Chromeo "Clorox Wipe" Breakdown

In this tutorial we delve into the mesmerizing sound design behind the infectious track "Clorox Wipe" by Chromeo. In this exploration, we unveil the intricate sound design behind its infectious electro-funk gem.
This tutorial offers a peek behind the production of one of the best pieces from Chromeo's album "Quarantine Casanova" which serves as a testament to their ability to blend funk, R&B, and electronic elements seamlessly, so join us as we peel back the layers of "Clorox Wipe," uncovering the secrets behind its captivating sound and gaining insight into Chromeo's creative process, lets hear the track.
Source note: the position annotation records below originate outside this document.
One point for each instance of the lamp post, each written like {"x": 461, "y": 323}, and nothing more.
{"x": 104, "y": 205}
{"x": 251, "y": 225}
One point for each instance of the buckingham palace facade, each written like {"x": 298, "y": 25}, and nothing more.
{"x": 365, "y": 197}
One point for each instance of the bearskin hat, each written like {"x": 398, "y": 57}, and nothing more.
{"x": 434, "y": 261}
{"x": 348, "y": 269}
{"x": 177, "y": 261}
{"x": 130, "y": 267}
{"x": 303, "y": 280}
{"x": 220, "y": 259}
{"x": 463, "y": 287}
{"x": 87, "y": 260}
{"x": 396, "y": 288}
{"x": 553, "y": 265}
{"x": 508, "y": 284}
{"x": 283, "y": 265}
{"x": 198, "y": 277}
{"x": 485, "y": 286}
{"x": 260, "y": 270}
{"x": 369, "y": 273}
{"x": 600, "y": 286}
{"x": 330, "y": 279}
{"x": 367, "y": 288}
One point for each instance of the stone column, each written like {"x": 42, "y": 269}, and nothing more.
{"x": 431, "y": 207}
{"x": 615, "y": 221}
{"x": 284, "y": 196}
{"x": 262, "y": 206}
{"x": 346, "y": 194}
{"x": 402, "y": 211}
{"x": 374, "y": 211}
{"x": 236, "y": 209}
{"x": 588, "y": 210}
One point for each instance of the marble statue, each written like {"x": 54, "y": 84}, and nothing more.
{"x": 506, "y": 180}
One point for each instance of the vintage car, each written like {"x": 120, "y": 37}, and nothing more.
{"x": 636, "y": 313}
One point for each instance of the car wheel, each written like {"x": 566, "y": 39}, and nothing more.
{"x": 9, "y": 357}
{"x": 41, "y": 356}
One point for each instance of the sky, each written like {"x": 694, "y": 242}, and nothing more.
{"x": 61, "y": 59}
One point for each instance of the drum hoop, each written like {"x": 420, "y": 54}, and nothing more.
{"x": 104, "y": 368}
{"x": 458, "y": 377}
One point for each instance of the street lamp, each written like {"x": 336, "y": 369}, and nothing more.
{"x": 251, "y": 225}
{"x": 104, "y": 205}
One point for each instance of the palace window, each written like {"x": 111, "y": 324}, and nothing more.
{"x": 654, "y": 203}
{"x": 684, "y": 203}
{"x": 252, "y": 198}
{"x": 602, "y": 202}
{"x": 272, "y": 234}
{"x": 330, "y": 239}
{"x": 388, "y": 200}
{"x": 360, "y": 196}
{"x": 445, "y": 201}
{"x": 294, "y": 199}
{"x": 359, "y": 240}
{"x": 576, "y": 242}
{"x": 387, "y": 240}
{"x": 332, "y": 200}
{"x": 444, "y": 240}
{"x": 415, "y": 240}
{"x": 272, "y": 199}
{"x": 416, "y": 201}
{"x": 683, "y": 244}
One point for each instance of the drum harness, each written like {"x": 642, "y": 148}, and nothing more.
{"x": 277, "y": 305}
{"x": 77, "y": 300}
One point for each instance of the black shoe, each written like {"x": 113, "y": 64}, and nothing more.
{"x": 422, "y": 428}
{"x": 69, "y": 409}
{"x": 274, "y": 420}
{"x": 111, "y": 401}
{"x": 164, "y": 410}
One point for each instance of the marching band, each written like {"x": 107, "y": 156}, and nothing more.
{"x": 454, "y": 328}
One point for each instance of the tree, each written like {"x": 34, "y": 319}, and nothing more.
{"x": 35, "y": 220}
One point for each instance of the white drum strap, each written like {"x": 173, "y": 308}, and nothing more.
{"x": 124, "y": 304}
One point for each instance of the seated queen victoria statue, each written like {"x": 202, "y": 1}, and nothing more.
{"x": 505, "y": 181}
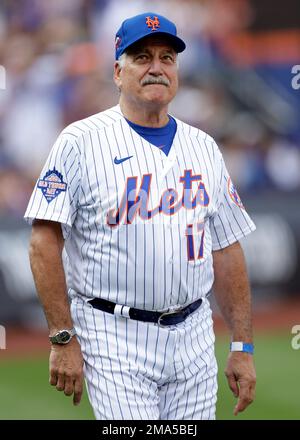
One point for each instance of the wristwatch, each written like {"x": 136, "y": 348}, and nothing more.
{"x": 63, "y": 336}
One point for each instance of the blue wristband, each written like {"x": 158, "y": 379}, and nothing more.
{"x": 242, "y": 346}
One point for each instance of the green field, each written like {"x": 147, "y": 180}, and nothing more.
{"x": 25, "y": 393}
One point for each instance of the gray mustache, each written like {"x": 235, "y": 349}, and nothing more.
{"x": 149, "y": 81}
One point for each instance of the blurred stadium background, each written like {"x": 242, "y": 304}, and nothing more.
{"x": 238, "y": 83}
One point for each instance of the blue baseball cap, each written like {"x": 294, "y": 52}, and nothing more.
{"x": 140, "y": 26}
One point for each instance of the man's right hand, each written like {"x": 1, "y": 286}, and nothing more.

This article was possible because all of the presets from this breakdown came from our Nu Disco Serum pack and it has have 20% off with the code: SP01.


- Chromeo - Lost and Found

- Chromeo - Juice


Let's kick off by diving into the heart of the groove: the unmistakable bass sound that gives all the rhythm and soul into the track. To recreate it, start with an SQR_SAW_Wrd waveform in oscillator "A" and a Basic Mg waveform in oscillator "B". Ensure that both oscillators have only 1 voice to make the patch mono. Next, use envelope 1 with a decay of approximately 300 ms, to modulate the cutoff of the filter. Within the filter settings, introduce some resonance, dialing it in at around 30% for that extra touch of character.

Moving to the Fx tab, incorporate an EQ to refine the bass further. Boost the low end to enhance its depth and presence, while also applying a cut around 300 Hz to mitigate any excessive boominess, ensuring a cleaner, more focused sound.

This stab sound may seem weird in isolation, but when you pair it with the rest of the elements it just add that extra layer of harmony and rhythmic flair. Crafting it involves blending a Basic MG waveform in oscillator "A" with an IHasCanKick waveform in oscillator "B". To widen the sound, assign 5 to 6 voices to each oscillator. Employ envelope 1 with a swift decay (at around 400 ms) to achieve the signature stab effect, and route it towards the cutoff of the filter.

It's crucial to remember that when making this sound, the length of your MIDI notes is equally important. Keep them short to ensure you capture the characteristic stab-like quality of the sound accurately.

The synth sound seamlessly fills the gaps left when the stab isn't playing, providing continuity and richness to the arrangement. To craft it, begin with an IHasCanKick waveform in oscillator "A" and a SQR_SAW_Wrd waveform in oscillator "B". Set the filter to cut frequencies above 7kHz. The key to this patch lies in achieving a vibrato effect. Start by using the LFO to modulate the fine tuning of both oscillators. Then, navigate to the Matrix tab and assign envelope 3 as an auxiliary source,this will gradually increasing its influence over the LFO for a gradual vibrato effect.

These chords make their entrance at the end of every eight bars, gradually unfolding to create a sweeping effect. Begin by employing an IHasCanKick waveform in oscillator "A" and a Basic Shape waveform in oscillator "B", each with 6 voices for richness. To achieve the sweeping effect, utilize an LFO set to a tempo of 1 bar, directing its modulation to the cutoff of the filter, as well as to the resonance and wavetable position of oscillator "A".

The lead melody starts every second bar, injecting a smooth yet funky essence into the mix. For its creation, employ an FFT_Add_2nds waveform in oscillator "A", setting the wavetable position to 40. In oscillator "B", introduce a Sine wave with frequency modulation coming from oscillator "B". Ensure both oscillators operate with just one voice. Engage mono mode and activate legato, and overlap your MIDI notes, to glide smoothly between each other for that distinctive gliding effect.